Baeumler’s project, “Reconstructing the Landscape: A Tamarack Rooftop Restoration,” is a collaboration with local firm Barr Engineering and was funded through a McKnight Foundation fellowship. The 16-foot by 24-foot foot canopy is home to about 32 species of native bog plants, a pool of open water, and a grove of small tamarack trees. The idea behind the project is to bring visibility to this odd and relatively unknown ecosystem.
But it’s also a functioning green roof. The old membrane and ballast gravel were removed and a new membrane installed. Two scuppers through the existing 4-inch high parapet were blocked (one only partially, to ensure two inches of standing water on the roof). A company called Boreal Natives salvaged bog plants, soil and all, from a utility corridor up north, grew them out in 1-foot by 2-foot trays in a greenhouse for a few months, then plopped the whole spongy cross section onto the roof. Excess water overflows one of the scuppers into a custom-fabricated metal cistern, and is returned to the roof by a solar-powered pumping system.
“I don’t think that I’ve seen a bog [functioning] as a green roof—ever,” says Kurt Leuthold, the Barr engineer who collaborated with Baeumler. It does seem to be working. The tamaracks have grown about six inches since they were installed last May, and the Labrador tea, sedges, cottongrass, sphagnum moss, and other species are green and lush.

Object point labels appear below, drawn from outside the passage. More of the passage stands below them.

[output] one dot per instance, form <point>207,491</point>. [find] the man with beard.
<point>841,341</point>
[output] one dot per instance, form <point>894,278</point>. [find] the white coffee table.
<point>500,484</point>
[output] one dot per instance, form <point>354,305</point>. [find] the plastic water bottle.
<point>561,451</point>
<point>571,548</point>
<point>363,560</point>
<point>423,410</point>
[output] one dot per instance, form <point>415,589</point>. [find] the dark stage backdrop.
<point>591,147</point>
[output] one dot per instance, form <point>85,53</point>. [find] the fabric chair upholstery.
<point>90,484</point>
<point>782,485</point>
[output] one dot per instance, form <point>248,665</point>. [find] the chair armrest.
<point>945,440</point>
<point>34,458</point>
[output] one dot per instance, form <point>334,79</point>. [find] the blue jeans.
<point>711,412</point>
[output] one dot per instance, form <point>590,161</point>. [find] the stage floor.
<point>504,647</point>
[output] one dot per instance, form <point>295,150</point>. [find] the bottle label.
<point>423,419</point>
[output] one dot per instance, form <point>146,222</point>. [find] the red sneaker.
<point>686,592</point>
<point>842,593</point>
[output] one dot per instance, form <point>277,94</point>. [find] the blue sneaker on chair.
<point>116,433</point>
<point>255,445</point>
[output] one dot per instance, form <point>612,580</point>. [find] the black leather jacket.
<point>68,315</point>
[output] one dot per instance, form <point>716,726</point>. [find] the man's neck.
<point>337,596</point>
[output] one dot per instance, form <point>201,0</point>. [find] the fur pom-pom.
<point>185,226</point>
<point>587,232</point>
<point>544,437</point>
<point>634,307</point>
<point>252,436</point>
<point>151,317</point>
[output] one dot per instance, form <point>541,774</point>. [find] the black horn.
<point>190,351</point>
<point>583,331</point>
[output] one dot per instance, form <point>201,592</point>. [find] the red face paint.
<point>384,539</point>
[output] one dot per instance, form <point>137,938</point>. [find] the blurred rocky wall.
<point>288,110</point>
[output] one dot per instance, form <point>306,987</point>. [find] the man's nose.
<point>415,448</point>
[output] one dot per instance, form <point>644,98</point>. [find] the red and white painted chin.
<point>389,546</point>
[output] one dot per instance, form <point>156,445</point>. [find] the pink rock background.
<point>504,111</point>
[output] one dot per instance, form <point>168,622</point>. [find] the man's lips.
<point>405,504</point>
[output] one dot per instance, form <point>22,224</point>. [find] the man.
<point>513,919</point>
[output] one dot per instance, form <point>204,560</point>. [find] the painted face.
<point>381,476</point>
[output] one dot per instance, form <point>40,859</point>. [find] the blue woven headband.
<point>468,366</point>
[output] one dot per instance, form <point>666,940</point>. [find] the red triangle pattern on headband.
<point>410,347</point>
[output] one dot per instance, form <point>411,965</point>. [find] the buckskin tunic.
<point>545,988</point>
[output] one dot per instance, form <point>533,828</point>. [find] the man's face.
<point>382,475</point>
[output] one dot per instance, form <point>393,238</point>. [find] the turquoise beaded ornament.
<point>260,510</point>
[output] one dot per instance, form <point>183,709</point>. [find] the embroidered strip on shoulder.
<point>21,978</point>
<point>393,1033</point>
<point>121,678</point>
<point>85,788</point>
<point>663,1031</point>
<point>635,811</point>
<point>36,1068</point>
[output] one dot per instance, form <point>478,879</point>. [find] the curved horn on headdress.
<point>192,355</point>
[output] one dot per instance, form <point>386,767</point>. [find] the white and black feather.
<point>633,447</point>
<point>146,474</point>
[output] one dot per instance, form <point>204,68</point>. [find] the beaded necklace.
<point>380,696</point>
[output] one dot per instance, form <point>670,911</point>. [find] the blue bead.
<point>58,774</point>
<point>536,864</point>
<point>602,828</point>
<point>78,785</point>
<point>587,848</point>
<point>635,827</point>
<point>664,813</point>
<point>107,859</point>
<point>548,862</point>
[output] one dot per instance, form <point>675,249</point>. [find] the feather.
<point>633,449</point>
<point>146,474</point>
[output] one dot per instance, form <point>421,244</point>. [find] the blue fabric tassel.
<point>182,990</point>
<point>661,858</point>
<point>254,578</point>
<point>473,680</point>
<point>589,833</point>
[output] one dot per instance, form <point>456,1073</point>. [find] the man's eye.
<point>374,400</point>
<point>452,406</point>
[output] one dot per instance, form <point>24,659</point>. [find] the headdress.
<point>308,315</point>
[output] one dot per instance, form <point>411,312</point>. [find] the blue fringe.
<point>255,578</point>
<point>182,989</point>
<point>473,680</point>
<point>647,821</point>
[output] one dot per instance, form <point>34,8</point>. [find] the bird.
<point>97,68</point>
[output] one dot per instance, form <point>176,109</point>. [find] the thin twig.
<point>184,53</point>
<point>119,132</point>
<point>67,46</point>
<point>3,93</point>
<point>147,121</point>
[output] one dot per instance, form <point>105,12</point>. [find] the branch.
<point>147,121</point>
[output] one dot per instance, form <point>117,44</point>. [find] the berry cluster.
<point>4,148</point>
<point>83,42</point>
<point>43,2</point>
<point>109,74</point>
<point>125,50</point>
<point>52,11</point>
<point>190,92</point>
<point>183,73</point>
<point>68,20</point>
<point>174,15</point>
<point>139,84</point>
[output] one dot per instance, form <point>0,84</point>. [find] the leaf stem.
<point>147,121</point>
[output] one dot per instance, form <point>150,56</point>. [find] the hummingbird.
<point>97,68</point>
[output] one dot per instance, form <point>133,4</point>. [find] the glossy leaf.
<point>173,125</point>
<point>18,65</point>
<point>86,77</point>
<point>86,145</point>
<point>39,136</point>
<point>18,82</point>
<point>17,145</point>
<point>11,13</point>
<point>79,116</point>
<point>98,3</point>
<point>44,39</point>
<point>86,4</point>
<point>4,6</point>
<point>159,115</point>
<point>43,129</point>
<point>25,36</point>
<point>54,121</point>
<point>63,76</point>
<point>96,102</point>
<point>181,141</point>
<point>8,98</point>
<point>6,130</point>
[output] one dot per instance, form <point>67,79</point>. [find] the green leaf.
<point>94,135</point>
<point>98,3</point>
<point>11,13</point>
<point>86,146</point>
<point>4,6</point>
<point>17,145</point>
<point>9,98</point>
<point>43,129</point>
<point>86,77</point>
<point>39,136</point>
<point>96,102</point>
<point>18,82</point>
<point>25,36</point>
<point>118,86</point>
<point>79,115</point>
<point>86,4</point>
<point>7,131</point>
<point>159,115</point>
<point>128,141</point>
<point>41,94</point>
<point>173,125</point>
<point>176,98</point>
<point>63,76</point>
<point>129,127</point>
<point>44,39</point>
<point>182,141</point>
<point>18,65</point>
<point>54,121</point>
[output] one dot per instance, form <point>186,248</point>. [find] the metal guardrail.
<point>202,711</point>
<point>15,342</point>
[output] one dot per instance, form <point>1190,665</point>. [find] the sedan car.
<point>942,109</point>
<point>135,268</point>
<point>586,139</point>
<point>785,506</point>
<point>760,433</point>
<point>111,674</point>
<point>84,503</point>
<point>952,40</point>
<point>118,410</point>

The best views of the bog are from the second story of MCAD’s gallery space, and from an adjacent skyway that passes alongside and slightly above the canopy roof. “Reconstructing the Landscape” is scheduled to be in place through November 2013, though Baeumler hopes MCAD will decide to keep it permanently. In any case, visitors should expect a lovely fall show, as the golden tamaracks illustrate a slice of bog-country in the heart of Minneapolis.